Harper, Kerry and Baird
OTTAWA – Prime Minister Stephen Harper welcomes U.S. Secretary of State John Kerry and Foreign Minister John Baird to his office on Parliament Hill in Ottawa, Canada, on October 28, 2014, as the Secretary visited to pay condolences following last week’s attacks and for a series of bilateral meetings. [State Department photo/ Public Domain]

This Sunday, we will mark the first ever International Day To End Impunity for Crimes Against Journalists, an initiative of the UN General Assembly. This is a good idea. But I would say that. I’m a journalist. Who once had thugs hired by Egypt’s secret police put a machete to my chest and the chest of my TVA cameraman. It all turned out Ok for the two of us but for way, way, way too many journalists around the world, bad things happen.

Now, I’ve got some issues with the way U.S. President Barack Obama tries to control the press, eavesdrop on the press, and otherwise work hard to interfere with the work of reporters in his capital. That said, I’m very happy to see this statement from his Secretary of State John Kerry. (Haven’t seen anything similar from any Canadian official)

Press Statement
John Kerry
Secretary of State
Washington, DC
November 1, 2014

The danger that journalists face in pursuing and publishing the truth was really driven home for me earlier this year when I visited Kyiv. As we were driving to the airport, our Ambassador pointed out a makeshift memorial on the side of the road where a journalist who dared to criticize the ousted regime was pulled from her car and beaten within an inch of her life.

This experience once again put a human face on some chilling statistics: A journalist has been murdered almost every week in the last decade for daring to report the truth. And worldwide, less than 10 percent of crimes against journalists lead to arrest or punishment.
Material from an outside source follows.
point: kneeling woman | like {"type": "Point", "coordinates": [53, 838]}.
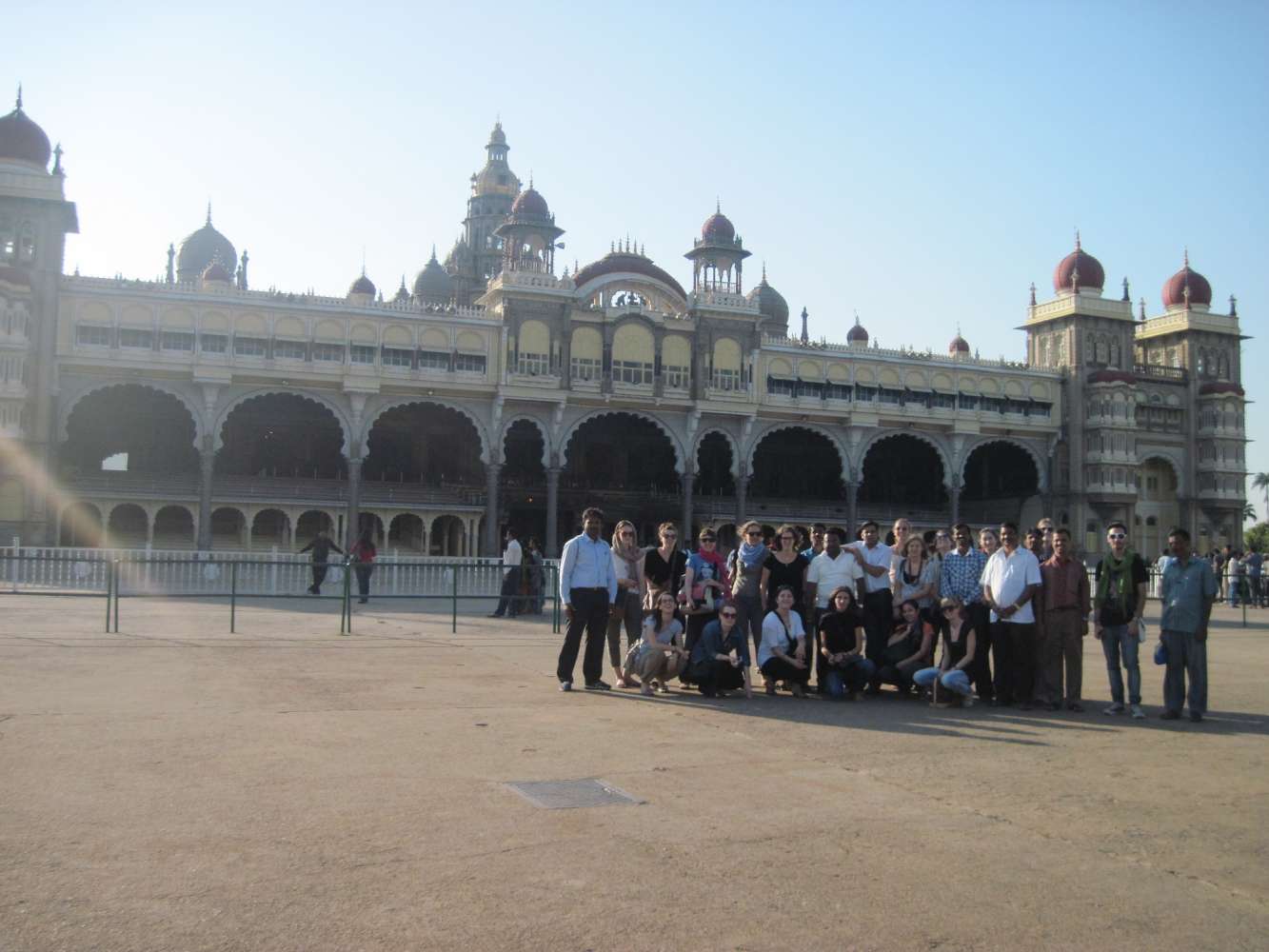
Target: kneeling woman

When there isn’t a vibrant press like the one we’re blessed with in America, it’s no surprise that there isn’t more accountability. As we all know, knowledge is power – and truth the great antidote to impunity. That’s why the United States co-sponsored the International Day to End Impunity for Crimes against Journalists. And it’s why on this day, and every day, we affirm that ending impunity is both a moral imperative and a practical necessity in creating free, open, and stable societies around the world.

Impunity for those who threaten, beat, and murder journalists isn’t only unjust. It sets a dangerous precedent and creates a culture of impunity. Journalists shouldn’t be muzzled from asking tough questions. They should be empowered to seek the truth without fear of reprisal.

Abuses are happening in far too many places. We’ve seen them in horribly brutal and painful ways this year in Syria. We see them in the ISIL-controlled areas of Iraq and throughout Syria, where the regime and ISIL continue to censor the media through vicious and heinous attacks, including disappearing and kidnapping journalists to stop the vital flow of information to the outside world. The United States is committed to working with the Iraqi Government to bring the perpetrators to justice. We call on all parties to the Syrian conflict to protect journalists in Syria.

Today of all days, we demand an end to impunity for those who use violence to silence their critics. We demand answers on behalf of all the journalists and their families who still have not seen justice served. And above all, we stand in awe of the courage of those who risk their lives to tell the stories the world needs to hear.

More than forty years ago when I was in the Navy, we sometimes knew reporters who rode with us on our boat. They didn’t carry a gun. They carried a pen. Sometimes, that’s more powerful.